Neither school ever succeeded altogether, or ever will. The fault of the former is that what is forbidden becomes desirable; high walls are scalable, ignorance dangerous, seclusion impossible, and guardians either corruptible or careless.
The fault of the latter is that emotions alter ideals and subdue them to their own color; that knowledge increases curiosity, self-respect may be overpowered or undermined, and that liberty enlarges opportunity.
It always comes back to the individual occasion and the individual soul in conflict with it.

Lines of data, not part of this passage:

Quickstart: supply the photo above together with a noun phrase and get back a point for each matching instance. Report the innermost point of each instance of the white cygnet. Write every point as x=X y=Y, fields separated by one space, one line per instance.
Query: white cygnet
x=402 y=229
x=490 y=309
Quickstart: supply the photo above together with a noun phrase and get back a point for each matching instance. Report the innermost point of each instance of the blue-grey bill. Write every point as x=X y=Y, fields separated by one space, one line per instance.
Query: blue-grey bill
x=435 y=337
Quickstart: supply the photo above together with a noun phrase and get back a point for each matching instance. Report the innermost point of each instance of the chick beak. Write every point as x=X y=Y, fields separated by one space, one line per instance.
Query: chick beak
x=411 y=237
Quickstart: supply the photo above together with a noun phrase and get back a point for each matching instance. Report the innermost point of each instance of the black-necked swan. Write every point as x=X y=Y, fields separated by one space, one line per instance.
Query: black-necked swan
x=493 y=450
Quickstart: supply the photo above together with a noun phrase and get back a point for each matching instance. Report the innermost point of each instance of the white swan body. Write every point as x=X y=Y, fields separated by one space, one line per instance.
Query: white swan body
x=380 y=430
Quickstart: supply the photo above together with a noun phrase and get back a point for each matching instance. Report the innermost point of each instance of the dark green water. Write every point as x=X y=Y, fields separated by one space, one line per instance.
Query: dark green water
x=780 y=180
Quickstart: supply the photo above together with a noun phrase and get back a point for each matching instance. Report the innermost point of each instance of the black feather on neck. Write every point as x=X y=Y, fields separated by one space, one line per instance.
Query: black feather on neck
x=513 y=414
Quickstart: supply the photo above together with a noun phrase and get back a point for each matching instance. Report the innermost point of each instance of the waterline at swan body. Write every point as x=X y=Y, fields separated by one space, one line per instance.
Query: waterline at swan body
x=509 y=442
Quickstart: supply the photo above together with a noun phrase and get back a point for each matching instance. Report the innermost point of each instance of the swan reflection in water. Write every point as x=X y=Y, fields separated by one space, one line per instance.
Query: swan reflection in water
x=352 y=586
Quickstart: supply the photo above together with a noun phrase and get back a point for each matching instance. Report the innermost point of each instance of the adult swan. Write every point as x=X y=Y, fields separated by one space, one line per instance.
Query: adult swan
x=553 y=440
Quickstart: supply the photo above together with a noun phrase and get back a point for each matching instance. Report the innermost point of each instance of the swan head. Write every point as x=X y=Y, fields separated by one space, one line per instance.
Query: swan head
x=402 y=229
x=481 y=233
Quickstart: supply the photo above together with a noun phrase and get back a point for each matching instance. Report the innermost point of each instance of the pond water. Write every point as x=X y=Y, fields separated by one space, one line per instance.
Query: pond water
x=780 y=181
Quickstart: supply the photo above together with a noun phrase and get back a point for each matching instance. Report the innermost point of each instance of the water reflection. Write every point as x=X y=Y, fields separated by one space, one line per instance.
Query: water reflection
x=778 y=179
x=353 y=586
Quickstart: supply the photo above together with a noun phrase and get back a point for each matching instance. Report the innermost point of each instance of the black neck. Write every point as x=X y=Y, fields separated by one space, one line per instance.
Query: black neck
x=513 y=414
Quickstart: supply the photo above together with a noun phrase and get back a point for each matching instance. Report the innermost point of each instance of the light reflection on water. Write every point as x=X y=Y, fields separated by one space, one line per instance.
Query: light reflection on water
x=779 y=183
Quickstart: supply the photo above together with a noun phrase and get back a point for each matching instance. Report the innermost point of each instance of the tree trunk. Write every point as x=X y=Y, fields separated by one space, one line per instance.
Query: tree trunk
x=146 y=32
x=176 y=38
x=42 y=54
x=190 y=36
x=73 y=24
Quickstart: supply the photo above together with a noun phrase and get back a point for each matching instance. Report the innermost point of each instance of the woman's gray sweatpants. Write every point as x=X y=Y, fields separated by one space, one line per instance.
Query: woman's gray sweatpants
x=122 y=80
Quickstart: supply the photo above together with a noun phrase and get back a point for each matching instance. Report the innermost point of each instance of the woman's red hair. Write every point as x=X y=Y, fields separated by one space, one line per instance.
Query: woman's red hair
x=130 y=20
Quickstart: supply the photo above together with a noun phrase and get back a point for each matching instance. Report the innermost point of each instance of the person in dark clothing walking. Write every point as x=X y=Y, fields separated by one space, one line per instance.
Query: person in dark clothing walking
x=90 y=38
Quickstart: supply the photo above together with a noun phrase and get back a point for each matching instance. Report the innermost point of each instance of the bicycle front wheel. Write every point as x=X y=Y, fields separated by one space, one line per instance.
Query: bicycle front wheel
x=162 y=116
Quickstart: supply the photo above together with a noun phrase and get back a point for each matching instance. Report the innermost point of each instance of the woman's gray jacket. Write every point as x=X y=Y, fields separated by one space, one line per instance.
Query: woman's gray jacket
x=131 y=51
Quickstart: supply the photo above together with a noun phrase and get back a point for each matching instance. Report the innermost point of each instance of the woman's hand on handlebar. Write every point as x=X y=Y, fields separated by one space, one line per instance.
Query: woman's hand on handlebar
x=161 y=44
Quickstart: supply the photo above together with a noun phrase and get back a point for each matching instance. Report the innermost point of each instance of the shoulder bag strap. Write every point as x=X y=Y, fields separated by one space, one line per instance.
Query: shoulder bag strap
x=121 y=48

There has been much viciousness in harems and in more sacred inclosures. And there has been much virtue in dual solitudes, Liberty is not salvation, but at least it encourages intelligence, it enforces responsibility, and it avoids the infinite evils of tyranny. For that reason, while actresses and other women are not always so good as they might be, they are not often so bad as they might be.

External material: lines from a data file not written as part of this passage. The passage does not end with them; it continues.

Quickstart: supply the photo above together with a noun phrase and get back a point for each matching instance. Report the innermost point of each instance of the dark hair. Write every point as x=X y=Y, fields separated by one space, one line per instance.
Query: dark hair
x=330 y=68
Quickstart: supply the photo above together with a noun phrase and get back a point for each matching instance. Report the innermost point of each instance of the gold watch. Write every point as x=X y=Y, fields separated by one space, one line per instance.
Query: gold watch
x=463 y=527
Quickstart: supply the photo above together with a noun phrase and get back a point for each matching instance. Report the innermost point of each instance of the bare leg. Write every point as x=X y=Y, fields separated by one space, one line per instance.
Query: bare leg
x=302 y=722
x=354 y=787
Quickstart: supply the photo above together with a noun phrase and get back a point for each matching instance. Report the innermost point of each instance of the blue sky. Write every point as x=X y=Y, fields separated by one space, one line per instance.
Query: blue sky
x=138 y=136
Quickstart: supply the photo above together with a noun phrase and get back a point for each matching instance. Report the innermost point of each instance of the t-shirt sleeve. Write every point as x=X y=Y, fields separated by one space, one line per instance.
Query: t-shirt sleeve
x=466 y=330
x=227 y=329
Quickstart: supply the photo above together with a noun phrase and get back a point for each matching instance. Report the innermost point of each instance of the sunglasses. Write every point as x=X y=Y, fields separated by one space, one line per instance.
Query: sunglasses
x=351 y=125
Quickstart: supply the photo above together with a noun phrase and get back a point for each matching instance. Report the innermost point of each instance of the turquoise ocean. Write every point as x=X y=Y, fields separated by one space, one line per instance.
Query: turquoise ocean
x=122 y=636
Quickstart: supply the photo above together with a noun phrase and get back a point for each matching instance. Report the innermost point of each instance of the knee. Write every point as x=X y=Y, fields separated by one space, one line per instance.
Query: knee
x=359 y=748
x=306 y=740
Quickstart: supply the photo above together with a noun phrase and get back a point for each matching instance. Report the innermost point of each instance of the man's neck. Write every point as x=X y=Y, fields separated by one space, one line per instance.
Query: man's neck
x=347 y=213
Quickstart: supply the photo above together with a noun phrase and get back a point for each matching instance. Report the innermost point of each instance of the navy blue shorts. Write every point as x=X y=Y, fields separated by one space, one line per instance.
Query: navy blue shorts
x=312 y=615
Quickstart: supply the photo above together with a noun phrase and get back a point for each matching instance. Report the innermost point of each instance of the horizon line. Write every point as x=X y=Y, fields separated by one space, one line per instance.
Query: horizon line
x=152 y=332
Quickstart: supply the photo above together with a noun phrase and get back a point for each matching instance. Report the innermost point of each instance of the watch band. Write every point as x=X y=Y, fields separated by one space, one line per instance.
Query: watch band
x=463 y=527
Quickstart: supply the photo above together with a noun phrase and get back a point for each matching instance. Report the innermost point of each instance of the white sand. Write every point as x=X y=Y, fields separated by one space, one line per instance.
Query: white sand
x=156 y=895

Sheila, the actress, was put upon her mettle. She had no duenna to play tricks upon. She had herself to take care of, her preciousness to waste or cherish. Sometimes women respond to these encounters with singular dignity: sometimes with singular indifference.

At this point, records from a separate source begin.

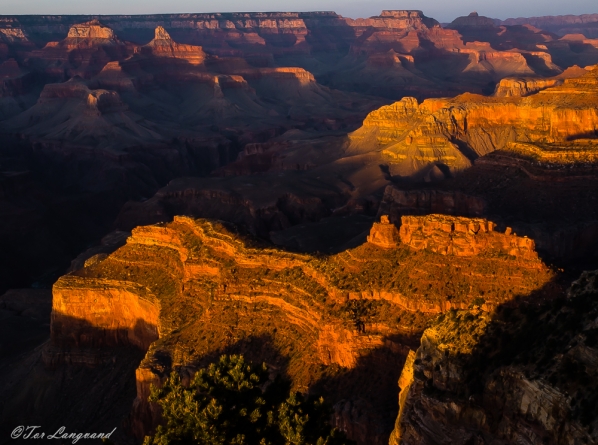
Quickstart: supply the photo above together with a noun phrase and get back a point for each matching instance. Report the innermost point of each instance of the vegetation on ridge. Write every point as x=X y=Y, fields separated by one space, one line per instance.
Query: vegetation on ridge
x=234 y=402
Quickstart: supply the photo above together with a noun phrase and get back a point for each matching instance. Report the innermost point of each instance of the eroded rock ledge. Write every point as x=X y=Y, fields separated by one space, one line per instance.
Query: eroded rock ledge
x=192 y=289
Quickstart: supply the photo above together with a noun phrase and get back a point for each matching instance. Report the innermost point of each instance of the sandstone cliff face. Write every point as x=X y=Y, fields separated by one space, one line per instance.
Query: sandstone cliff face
x=193 y=288
x=518 y=87
x=449 y=235
x=465 y=387
x=451 y=132
x=164 y=46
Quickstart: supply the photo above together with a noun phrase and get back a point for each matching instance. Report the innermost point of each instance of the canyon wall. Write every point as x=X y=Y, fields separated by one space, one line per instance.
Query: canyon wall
x=468 y=385
x=189 y=290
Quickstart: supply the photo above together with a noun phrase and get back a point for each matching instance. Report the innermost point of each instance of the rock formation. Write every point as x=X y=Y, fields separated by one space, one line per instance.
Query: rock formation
x=384 y=234
x=450 y=132
x=176 y=288
x=449 y=235
x=518 y=375
x=164 y=46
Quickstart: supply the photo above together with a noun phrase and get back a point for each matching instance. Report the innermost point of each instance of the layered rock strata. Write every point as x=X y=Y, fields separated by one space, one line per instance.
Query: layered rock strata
x=520 y=375
x=191 y=289
x=447 y=134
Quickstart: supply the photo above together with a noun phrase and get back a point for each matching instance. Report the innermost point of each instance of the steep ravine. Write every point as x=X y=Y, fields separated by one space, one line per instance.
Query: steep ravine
x=339 y=325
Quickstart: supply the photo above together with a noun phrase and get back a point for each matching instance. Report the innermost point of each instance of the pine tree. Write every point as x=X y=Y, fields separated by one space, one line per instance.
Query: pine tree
x=234 y=402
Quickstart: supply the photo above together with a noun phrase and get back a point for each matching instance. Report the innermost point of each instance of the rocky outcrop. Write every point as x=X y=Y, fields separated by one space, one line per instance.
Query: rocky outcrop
x=189 y=289
x=520 y=87
x=398 y=202
x=384 y=234
x=561 y=24
x=450 y=235
x=91 y=30
x=520 y=375
x=164 y=46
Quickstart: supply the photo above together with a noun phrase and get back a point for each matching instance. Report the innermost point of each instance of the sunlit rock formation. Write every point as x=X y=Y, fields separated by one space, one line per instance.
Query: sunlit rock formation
x=164 y=46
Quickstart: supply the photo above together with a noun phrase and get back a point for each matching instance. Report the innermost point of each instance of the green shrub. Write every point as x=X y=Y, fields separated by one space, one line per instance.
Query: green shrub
x=234 y=402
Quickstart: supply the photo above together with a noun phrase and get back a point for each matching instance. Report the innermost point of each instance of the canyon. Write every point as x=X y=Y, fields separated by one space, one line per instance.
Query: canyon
x=354 y=202
x=187 y=290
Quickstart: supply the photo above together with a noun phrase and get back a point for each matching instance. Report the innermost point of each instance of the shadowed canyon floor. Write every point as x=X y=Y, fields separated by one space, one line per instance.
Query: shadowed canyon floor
x=354 y=202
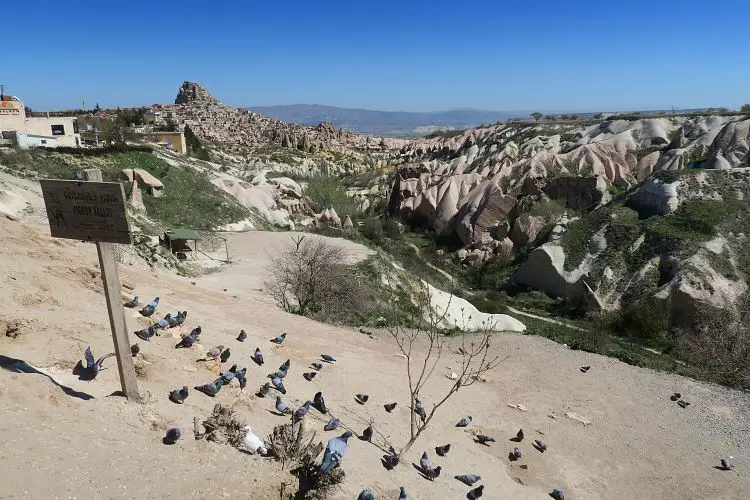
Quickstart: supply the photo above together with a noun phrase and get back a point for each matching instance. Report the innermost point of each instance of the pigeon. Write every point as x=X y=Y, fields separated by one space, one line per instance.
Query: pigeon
x=419 y=410
x=332 y=425
x=366 y=494
x=557 y=494
x=367 y=434
x=214 y=352
x=225 y=355
x=263 y=391
x=173 y=435
x=92 y=368
x=469 y=479
x=281 y=407
x=149 y=308
x=280 y=339
x=424 y=462
x=442 y=450
x=179 y=395
x=302 y=411
x=145 y=333
x=362 y=398
x=540 y=445
x=464 y=422
x=190 y=339
x=133 y=303
x=252 y=442
x=163 y=323
x=482 y=439
x=319 y=403
x=475 y=493
x=278 y=385
x=211 y=389
x=242 y=378
x=335 y=452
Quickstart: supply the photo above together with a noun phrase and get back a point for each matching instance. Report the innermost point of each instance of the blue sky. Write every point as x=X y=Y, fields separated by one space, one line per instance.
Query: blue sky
x=405 y=55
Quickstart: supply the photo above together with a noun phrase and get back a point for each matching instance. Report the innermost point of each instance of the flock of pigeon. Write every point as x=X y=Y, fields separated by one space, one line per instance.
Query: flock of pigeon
x=337 y=447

The town of Clinton was almost all asleep. The very houses seemed tucked up in sheeted moonlight. And soon Sheila and her cavalier—or engineer—were beyond the point where the streets were subtly changed to roads. The last car on the suburban line growled and glittered past, lurching noisily on its squealing rails. And then they were alone under the moony vastitude of sky, with the dream-drenched earth revolving around them in a huge, slow wheel.